ENVIRONMENTAL QUALITY
Jerry Brown finds himself at forefront of climate-change battle (San Francisco Chronicle)
Less than a week after the election, Brown announced that 29 new members had joined his Under2 Coalition, representing jurisdictions committed to keeping temperatures below the 2 degrees Celsius rise that scientists have set as a rough threshold for global catastrophe. The new members included Beijing and other Chinese cities, the Mexican states of Michoacán and Tabasco and a small territory in Australia. Together, the coalition has grown to 165 jurisdictions worldwide, representing more than a billion people and more than a third of the global economy.
Statewide
 
Is one small California city exempt from the state’s plastic bag ban? (Sacramento Bee)
As plastic bags are taken off checkout counters across California, one Placer County suburb says its businesses are protected from the statewide plastic bag ban. In August 2014, Lincoln passed a resolution intended to allow businesses to choose whether or not to follow a statewide bag ban. Now that voters have upheld the ban by voting in Proposition 67, Lincoln says its businesses are exempt. The state legislation underlying Proposition 67, SB 270, contains a clause that any local public agency that “adopted, before September 1, 2014, an ordinance, resolution, regulation, or rule relating to reusable grocery bags, single-use carryout bags, or recycled paper bags may continue to enforce and implement that ordinance, resolution, regulation, or rule.”
Lincoln
 
PUBLIC SAFETY
Sacramento City Council to vote on police reform (Sacramento Bee)

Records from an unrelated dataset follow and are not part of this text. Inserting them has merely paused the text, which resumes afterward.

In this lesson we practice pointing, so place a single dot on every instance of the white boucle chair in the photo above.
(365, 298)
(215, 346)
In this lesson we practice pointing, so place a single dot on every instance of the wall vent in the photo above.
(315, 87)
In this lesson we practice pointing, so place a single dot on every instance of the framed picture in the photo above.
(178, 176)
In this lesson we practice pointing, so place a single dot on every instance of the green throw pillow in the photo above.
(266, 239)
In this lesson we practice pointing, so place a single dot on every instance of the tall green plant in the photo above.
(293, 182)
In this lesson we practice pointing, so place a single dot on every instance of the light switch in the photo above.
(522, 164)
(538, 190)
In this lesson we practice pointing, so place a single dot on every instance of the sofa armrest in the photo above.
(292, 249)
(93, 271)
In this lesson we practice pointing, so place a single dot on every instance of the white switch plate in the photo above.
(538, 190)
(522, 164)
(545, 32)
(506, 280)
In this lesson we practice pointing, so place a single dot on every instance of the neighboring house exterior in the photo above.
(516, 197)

Nearly five months after police officers shot and killed a mentally ill man in North Sacramento, prompting community demands for police reform, a proposal before the Sacramento City Council this week may increase oversight of the department. On Tuesday, the City Council will vote on a package of reforms, including a recommendation for a revised community police review commission and a requirement to release video in officer-involved shootings within 30 days unless the City Council votes to withhold it under special circumstances. The proposal also includes a resolution directing the Sacramento Police Department to put more emphasis on using nonlethal methods to subdue suspects.
Sacramento
 
MARIJUANA
Marijuana doctors get new business buzz from legalization in California (Sacramento Bee)

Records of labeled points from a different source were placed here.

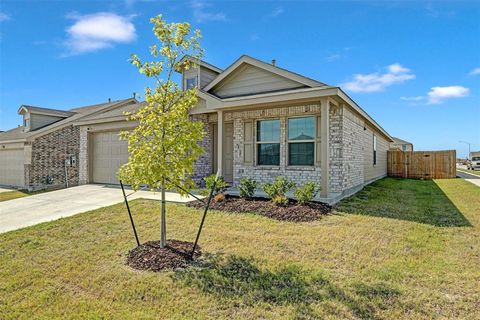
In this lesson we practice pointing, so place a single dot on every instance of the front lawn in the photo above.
(475, 172)
(371, 259)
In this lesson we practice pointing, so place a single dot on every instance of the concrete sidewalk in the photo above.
(48, 206)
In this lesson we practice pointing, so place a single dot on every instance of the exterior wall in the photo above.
(251, 80)
(353, 150)
(49, 153)
(83, 157)
(263, 174)
(371, 171)
(203, 166)
(41, 120)
(85, 131)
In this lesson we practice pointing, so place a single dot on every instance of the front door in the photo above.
(228, 152)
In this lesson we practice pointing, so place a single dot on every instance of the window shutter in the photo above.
(248, 143)
(318, 142)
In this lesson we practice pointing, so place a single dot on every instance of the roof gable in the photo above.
(253, 76)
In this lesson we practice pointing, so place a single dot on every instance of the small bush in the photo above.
(279, 187)
(280, 200)
(220, 186)
(219, 197)
(247, 187)
(306, 193)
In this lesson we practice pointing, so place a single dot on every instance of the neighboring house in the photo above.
(399, 144)
(263, 121)
(45, 150)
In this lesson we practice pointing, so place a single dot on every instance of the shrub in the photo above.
(306, 193)
(279, 187)
(247, 187)
(221, 184)
(280, 200)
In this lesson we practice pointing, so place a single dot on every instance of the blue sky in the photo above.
(413, 66)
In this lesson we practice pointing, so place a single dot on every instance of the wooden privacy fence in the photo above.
(422, 164)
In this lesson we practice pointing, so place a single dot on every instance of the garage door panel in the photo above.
(108, 154)
(12, 167)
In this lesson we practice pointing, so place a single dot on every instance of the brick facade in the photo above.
(49, 153)
(346, 143)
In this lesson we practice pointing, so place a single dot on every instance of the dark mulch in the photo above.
(294, 212)
(150, 256)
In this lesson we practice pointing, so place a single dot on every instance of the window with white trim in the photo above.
(301, 141)
(268, 142)
(191, 83)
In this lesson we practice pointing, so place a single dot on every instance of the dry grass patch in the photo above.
(343, 266)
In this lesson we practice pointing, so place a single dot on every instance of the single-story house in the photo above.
(45, 150)
(261, 121)
(399, 144)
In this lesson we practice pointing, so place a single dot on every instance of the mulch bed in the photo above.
(294, 212)
(150, 256)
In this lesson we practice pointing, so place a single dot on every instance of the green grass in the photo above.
(475, 172)
(347, 265)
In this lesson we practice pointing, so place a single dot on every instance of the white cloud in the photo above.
(439, 94)
(200, 13)
(98, 31)
(414, 99)
(375, 82)
(475, 72)
(276, 12)
(4, 17)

In the weeks since Californians voted to legalize marijuana for recreational use, the phones have been ringing more intensely and the flow of walk-in patients has picked up at 420 Med Evaluations, a midtown Sacramento clinic specializing in medicinal pot referrals. The passage of Proposition 64 on Nov. 8 instantly allowed adults 21 and older to consume marijuana, regardless of medical need. Along with that, went the thinking, people seeking pot for pleasurable pursuit no longer had to endure the inconvenience of going to a doctor and citing a physical ailment to get a medical recommendation to legally light up a joint.
Statewide
 
PENSION
Supreme Court agrees to rule on its own pensions (CalPensions)

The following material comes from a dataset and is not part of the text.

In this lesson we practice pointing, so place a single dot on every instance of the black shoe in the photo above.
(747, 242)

The state Supreme Court last week agreed to hear an appeal of a groundbreaking ruling that allows cuts in the pensions earned by current state and local government workers, including judges. When judges have an obvious conflict of interest and excuse themselves from ruling on a case, the legal term is “recuse.” But the seven Supreme Court justices seem unlikely to recuse themselves from a possible landmark ruling on this Marin County pension case, mainly because there is no clear alternative.